For the sons and daughters of immigrants and people of colour, respect for the game is something we always get graded on. It’s this mark that gets applied to us more easily than to white hockey players. By having the power to apply this label, it still is white Canada’s game.
I do my work. I say the shibboleths. I don’t bring in the intruders. This is the way you show respect to your local rink.
But these people, these community men, do not own Catfish Pond; they never even made such a claim. They might feel connected to it by skating, shovelling and proximity, but legally, it’s owned by the city. And maybe not even a city, or Canada, or any abstract political entity, can own a paradise such as Catfish. Because hockey isn’t about belonging or ownership. Whether a player is Asian, Middle Eastern, female, male, Black, white, gay, straight or trans, hockey is about not being a coward, about not apologizing. That is what hockey represents, and how, paradoxically, you belong to the game. This is why, despite my passing attempts, Ehsan is more of a hockey player than I will ever be.
Ehsan never made it to Catfish that day and, I have to admit, I was happy about it. But no doubt it would have been better if he had<bold> </bold>shown up. If this west-end rink for white families was overrun by suburban-born immigrant hockey players rather than just me out there, a lone eager-to-please brownish face in the snow. That is how hockey will evolve.
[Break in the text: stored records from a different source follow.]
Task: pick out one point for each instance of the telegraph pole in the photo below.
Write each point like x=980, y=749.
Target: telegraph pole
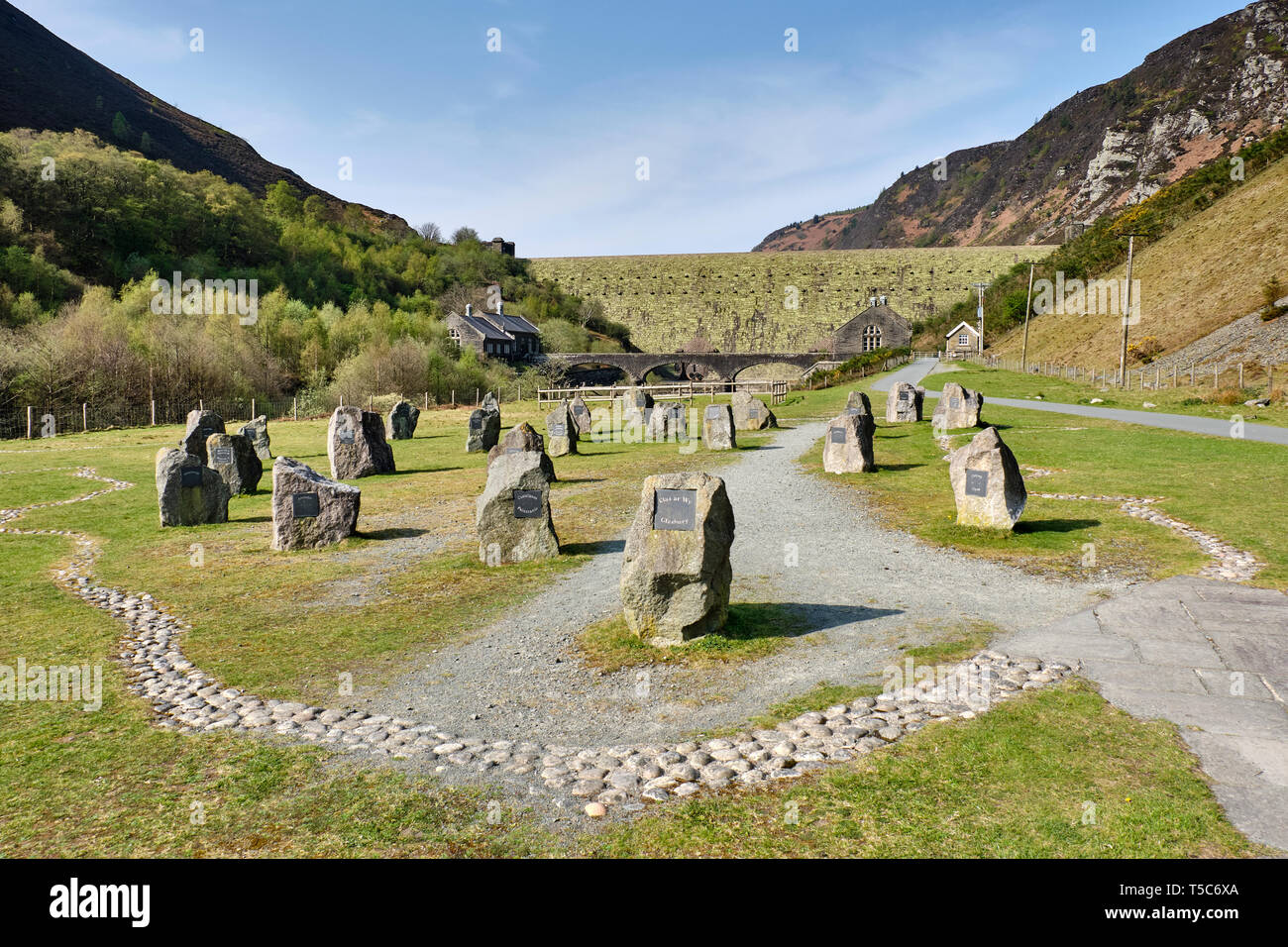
x=979, y=313
x=1028, y=305
x=1122, y=356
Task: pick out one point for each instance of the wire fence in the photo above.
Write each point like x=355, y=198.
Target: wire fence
x=1147, y=377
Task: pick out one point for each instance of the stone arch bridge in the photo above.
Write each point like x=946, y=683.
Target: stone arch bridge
x=711, y=367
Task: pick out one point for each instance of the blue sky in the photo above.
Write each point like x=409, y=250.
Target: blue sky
x=540, y=142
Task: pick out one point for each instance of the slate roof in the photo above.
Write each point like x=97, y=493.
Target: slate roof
x=485, y=329
x=511, y=324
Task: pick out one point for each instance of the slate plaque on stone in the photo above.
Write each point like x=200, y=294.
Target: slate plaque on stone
x=527, y=504
x=675, y=509
x=977, y=483
x=304, y=505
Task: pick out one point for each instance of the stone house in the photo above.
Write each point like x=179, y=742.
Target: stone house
x=494, y=334
x=877, y=326
x=964, y=341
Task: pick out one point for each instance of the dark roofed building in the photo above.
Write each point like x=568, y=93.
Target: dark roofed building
x=877, y=326
x=494, y=334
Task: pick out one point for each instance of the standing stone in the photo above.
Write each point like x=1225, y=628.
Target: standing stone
x=905, y=402
x=356, y=445
x=957, y=407
x=513, y=514
x=751, y=414
x=635, y=405
x=666, y=423
x=675, y=570
x=717, y=431
x=484, y=431
x=987, y=483
x=581, y=415
x=523, y=438
x=562, y=431
x=859, y=406
x=308, y=509
x=258, y=433
x=848, y=444
x=233, y=458
x=188, y=492
x=402, y=419
x=201, y=424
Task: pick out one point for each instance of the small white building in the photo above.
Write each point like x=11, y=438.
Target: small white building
x=964, y=341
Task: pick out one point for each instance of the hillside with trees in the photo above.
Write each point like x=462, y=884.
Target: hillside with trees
x=348, y=303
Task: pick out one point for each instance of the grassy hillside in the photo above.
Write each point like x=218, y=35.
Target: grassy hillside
x=1201, y=275
x=739, y=302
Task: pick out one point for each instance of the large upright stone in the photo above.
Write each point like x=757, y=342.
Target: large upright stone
x=675, y=570
x=308, y=509
x=513, y=513
x=201, y=424
x=523, y=438
x=905, y=402
x=666, y=423
x=233, y=458
x=859, y=406
x=258, y=433
x=562, y=431
x=750, y=412
x=402, y=419
x=635, y=405
x=717, y=429
x=188, y=492
x=483, y=432
x=581, y=416
x=957, y=407
x=848, y=445
x=356, y=445
x=987, y=482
When I was a kid, growing up at Finch and Leslie, my dad, brother and I would help build and maintain our community rink. We would shovel it off until the snowbanks were taller than regulation boards. We played until dark, and afterward we’d begin the bitter work of flooding it with the old fire hose connected to the nearby school.
On many occasions, kids would show up right after we shovelled and take an end, shooting on net or working on their passing. At first, I was angry at these prodigal sons and daughters, these interlopers who reaped the rewards of our shovels. I remember complaining about them to my dad.
“Some people shovel,” he replied. “Some people don’t.” And that was – is – that.